La conexión entre mercados formales e informales es elemental: las carreteras. En México, todas las mercancías pasan por las cintas de asfalto antes de llegar al consumidor final, incluso si se trata de las destinadas al abasto local. En consecuencia, toda dificultad que se dé en estas vías termina por afectar tanto a compradores como a empresas.
Cuando el 20 por ciento de las mercancías robadas en el país son alimentos y abarrotes y su destino final es los tianguis, estamos hablando de un factor inflacionario que afecta directamente a la población que no suele adquirir sus alimentos en mercados establecidos, regulados por las autoridades municipales, y menos en las cadenas de supermercados. Es decir, el perjuicio recae en los más pobres.
Uno de los sectores económicos que fue considerado esencial durante la pandemia fue precisamente el de transporte de carga. Las empresas del ramo debieron continuar operando, con las medidas sanitarias pertinentes, prácticamente con normalidad. Sin embargo, lo estratégico del sector no se vio reflejado en la implementación de una política de seguridad en las carreteras que garantizara que cada remolque llegara a su destino.
La necesidad de seguridad en las carreteras ha incidido en la cantidad de viajes familiares por esta vía.
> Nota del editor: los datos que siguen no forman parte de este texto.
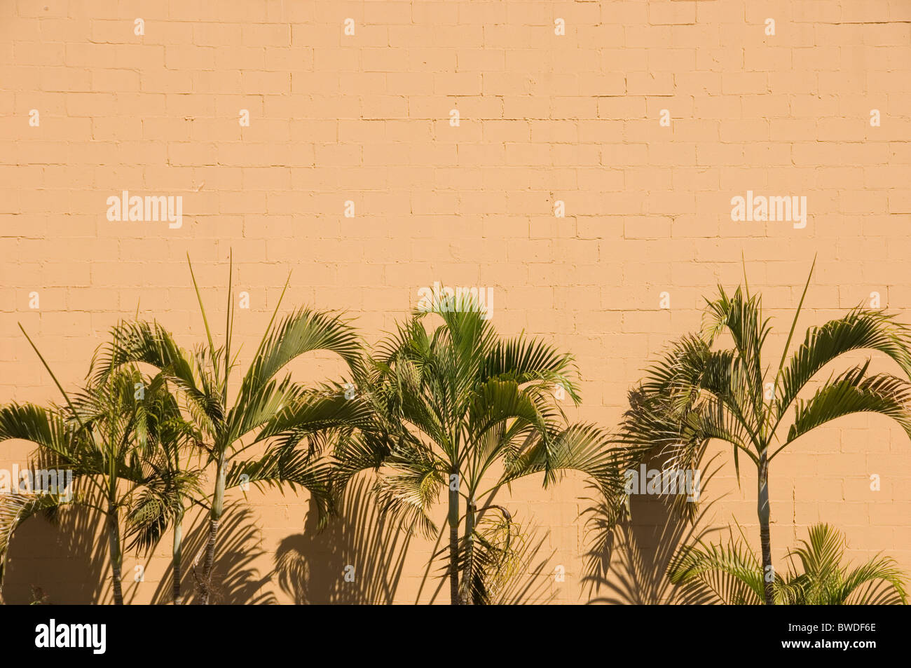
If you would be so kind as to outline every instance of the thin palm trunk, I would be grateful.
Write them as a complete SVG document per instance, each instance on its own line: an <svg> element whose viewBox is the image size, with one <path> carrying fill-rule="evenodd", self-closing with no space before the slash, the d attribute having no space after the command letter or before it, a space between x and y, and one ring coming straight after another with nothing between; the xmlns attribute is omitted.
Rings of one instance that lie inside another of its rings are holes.
<svg viewBox="0 0 911 668"><path fill-rule="evenodd" d="M215 566L215 540L224 509L225 457L222 454L216 468L215 493L212 495L212 511L209 519L209 542L206 544L206 560L202 566L202 604L209 605L212 593L212 569Z"/></svg>
<svg viewBox="0 0 911 668"><path fill-rule="evenodd" d="M449 483L449 602L458 605L458 468L452 475L456 482Z"/></svg>
<svg viewBox="0 0 911 668"><path fill-rule="evenodd" d="M107 507L107 540L110 547L111 570L114 578L114 605L123 605L123 590L120 585L120 525L117 507Z"/></svg>
<svg viewBox="0 0 911 668"><path fill-rule="evenodd" d="M462 604L474 605L472 579L475 577L474 565L475 559L475 513L477 506L471 494L468 496L468 504L465 513L465 572L462 575Z"/></svg>
<svg viewBox="0 0 911 668"><path fill-rule="evenodd" d="M759 459L759 494L756 511L759 515L759 540L763 548L763 589L765 594L765 604L774 605L773 584L775 571L772 566L772 537L769 531L769 520L772 516L769 507L769 461L766 451L763 450Z"/></svg>
<svg viewBox="0 0 911 668"><path fill-rule="evenodd" d="M183 597L180 595L180 578L182 577L181 556L183 550L183 513L178 515L174 522L174 550L171 565L174 569L173 579L173 599L174 605L182 605Z"/></svg>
Son pocos quienes se atreven a recorrer sus estados, o atravesar el país de costa a costa. Entidades que poseen un altísimo atractivo en cuanto a cultura o historia, como Michoacán, Zacatecas o Guanajuato, han perdido visitantes por la actividad del crimen organizado tanto en las zonas urbanas como en las carreteras.
En cuanto a las empresas, éstas se han visto obligadas a invertir en seguros, equipos de monitoreo de sus unidades, y sus departamentos de tráfico suelen permanecer activos las 24 horas del día, sin descanso alguno, con tal de mantener el contacto con los conductores. El impacto de esta inversión va más allá del precio final de las mercancías. Un vehículo asaltado y desvalijado conlleva la pérdida de confianza entre un distribuidor y la empresa de hacer llegar los productos a su destino. También conlleva la caída de redes de distribución.
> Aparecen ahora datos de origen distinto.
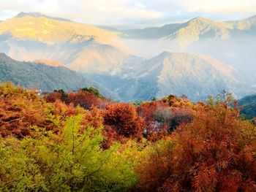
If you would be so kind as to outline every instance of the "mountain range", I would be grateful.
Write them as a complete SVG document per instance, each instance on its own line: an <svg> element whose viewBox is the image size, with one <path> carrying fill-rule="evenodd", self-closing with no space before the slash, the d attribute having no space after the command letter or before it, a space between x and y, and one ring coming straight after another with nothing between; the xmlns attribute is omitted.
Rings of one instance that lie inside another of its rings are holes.
<svg viewBox="0 0 256 192"><path fill-rule="evenodd" d="M182 23L119 33L140 56L150 58L164 50L207 54L249 75L256 74L256 15L235 21L196 18Z"/></svg>
<svg viewBox="0 0 256 192"><path fill-rule="evenodd" d="M39 61L18 61L4 53L0 53L0 82L12 82L15 85L45 92L95 87L106 97L118 99L113 92L67 67L48 66Z"/></svg>
<svg viewBox="0 0 256 192"><path fill-rule="evenodd" d="M43 80L36 84L47 90L95 85L123 101L170 93L197 101L223 89L240 98L256 89L255 23L255 16L230 22L197 18L159 28L118 31L21 12L0 23L0 52L29 62L9 58L0 79L28 86L33 78L25 76L34 74ZM132 53L136 49L152 53L145 58ZM240 66L242 61L247 70ZM31 72L20 77L26 67ZM8 69L14 75L4 74Z"/></svg>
Es imposible exigir al gobierno que proporcione una escolta de la Guardia Nacional a cada remolque, pero sí es lógico demandar la creación de condiciones que impidan la operación de células de la delincuencia organizada en las carreteras.
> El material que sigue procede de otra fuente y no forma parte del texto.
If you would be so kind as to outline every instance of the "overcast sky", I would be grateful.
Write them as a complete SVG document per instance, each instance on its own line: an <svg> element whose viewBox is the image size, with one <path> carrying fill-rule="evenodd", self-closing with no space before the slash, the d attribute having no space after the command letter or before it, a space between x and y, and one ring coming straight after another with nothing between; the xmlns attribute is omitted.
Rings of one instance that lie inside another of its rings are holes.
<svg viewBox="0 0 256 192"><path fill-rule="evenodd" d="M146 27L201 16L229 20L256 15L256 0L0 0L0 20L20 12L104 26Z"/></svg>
Y hablamos de crimen organizado en sus múltiples vertientes. Ya es necesario que la ciudadanía tenga en cuenta que la delincuencia opera incluso en la comercialización de bienes que no tienen impedimento para llegar al mercado formal, y esto va desde alimentos entre los que deben contarse vegetales, granos, refrescos y pan, hasta bebidas alcohólicas pero también materiales de construcción, refacciones de todo tipo, artículos para el hogar, ropa y medicamentos; todo ello termina en mercados sin regulación y sin garantía.
Los asaltos en las carreteras forman parte de un ambiente de descomposición social en el que todos terminamos desconfiando de los demás, y al final sufren las empresas que deben destinar parte de su presupuesto al deslinde de responsabilidades; los choferes, quienes pierden comunicación con sus patrones y familias; las comunidades a donde llega este producto, porque los cárteles exigen su comercialización exclusiva y al precio que ellos pongan; y por último el Estado, a quien en justicia le corresponde brindar seguridad.
En la península de Yucatán, la incidencia de asaltos carreteros es baja a comparación de entidades del Bajío, Tamaulipas o zonas de Veracruz. Sin embargo, en los tres estados encontramos sucursales de las principales empresas de transporte de carga, y las locales también buscan ofrecer sus servicios fuera de la región, por lo que la seguridad para los cargamentos es un asunto que nos interesa a todos, aunque parezca que ocurre más allá del río Palizada.